An encoding of argumentation problems using quadratic unconstrained binary optimization
This work addresses computational complexity in argumentation for AI and logic, but it is incremental as it applies existing QUBO encoding methods to a new domain.
The paper tackled the problem of encoding NP-Complete abstract argumentation problems into Quadratic Unconstrained Binary Optimization (QUBO) formulations to enable solutions using quantum and digital annealers, achieving correctness and applicability in tests with simulated annealing and a D-Wave quantum annealer.

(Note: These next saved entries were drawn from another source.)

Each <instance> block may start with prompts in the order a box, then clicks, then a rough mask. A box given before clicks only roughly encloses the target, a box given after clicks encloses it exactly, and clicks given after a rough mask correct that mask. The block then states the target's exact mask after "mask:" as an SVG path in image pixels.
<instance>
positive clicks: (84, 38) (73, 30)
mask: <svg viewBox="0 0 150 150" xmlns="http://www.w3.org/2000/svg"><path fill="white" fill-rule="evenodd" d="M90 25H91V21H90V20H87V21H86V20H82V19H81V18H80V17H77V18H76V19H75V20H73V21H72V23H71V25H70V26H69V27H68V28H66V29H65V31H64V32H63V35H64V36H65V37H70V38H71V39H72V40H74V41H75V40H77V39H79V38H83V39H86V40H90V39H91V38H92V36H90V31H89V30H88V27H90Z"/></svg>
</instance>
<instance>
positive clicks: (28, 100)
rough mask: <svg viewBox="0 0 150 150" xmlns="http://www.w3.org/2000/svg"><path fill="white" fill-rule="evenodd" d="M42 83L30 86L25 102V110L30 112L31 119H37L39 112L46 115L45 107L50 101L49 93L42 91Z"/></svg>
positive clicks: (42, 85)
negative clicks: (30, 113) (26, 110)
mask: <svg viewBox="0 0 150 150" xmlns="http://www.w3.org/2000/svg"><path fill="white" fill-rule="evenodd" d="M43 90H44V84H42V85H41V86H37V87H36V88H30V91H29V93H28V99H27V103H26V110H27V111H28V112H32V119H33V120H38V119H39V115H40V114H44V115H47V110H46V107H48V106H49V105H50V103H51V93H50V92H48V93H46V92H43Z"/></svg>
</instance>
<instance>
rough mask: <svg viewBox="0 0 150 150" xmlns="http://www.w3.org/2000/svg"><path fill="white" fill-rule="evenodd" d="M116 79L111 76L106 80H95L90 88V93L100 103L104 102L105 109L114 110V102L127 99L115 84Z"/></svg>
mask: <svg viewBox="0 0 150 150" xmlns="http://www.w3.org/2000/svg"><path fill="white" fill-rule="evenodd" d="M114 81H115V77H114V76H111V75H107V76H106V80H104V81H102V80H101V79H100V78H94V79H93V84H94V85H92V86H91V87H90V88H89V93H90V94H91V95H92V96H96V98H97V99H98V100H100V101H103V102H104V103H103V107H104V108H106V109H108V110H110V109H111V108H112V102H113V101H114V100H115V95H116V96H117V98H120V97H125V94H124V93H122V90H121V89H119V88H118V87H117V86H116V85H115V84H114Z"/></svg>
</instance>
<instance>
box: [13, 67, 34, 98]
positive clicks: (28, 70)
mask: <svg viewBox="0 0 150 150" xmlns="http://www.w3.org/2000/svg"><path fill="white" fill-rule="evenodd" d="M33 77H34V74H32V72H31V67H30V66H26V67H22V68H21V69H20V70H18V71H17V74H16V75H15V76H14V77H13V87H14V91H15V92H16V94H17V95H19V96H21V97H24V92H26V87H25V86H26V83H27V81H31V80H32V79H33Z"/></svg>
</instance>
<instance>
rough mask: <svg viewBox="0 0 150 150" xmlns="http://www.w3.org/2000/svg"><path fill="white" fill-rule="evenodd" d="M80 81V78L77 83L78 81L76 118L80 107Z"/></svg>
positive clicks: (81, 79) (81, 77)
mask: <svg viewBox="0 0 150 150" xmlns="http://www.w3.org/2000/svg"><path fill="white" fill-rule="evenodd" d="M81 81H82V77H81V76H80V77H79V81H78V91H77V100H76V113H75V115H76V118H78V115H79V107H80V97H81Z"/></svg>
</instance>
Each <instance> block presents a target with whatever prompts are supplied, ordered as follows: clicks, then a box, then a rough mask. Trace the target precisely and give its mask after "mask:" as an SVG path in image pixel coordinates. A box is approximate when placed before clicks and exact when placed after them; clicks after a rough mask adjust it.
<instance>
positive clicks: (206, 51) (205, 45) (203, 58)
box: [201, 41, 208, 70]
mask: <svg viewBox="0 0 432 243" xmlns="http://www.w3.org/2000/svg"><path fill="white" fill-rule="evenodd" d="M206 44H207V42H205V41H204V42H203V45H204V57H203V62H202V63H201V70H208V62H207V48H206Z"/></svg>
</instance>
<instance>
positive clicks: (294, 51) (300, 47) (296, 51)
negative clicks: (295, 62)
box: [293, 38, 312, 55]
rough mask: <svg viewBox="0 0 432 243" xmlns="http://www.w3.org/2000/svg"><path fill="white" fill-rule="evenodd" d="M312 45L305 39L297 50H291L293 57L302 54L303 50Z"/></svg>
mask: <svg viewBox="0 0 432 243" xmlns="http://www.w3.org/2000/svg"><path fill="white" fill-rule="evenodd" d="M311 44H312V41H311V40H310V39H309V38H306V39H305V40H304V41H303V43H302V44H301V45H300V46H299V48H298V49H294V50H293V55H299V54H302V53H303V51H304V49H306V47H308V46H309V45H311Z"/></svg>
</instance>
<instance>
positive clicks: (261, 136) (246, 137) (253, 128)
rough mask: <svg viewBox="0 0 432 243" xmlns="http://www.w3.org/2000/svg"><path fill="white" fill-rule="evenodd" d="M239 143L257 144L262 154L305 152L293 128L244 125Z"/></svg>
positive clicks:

In this paper, we develop a way to encode several NP-Complete problems in Abstract Argumentation to Quadratic Unconstrained Binary Optimization (QUBO) problems. In this form, a solution for a QUBO problem involves minimizing a quadratic function over binary variables (0/1), where the coefficients can be represented by a symmetric square matrix (or an equivalent upper triangular version). With the QUBO formulation, exploiting new computing architectures, such as Quantum and Digital Annealers, is possible. A more conventional approach consists of developing approximate solvers, which, in this case, are used to tackle the intrinsic complexity. We performed tests to prove the correctness and applicability of classical problems in Argumentation and enforcement of argument sets. We compared our approach to two other approximate solvers in the literature during tests. In the final experimentation, we used a Simulated Annealing algorithm on a local machine. Also, we tested a Quantum Annealer from the D-Wave Ocean SDK and the Leap Quantum Cloud Service.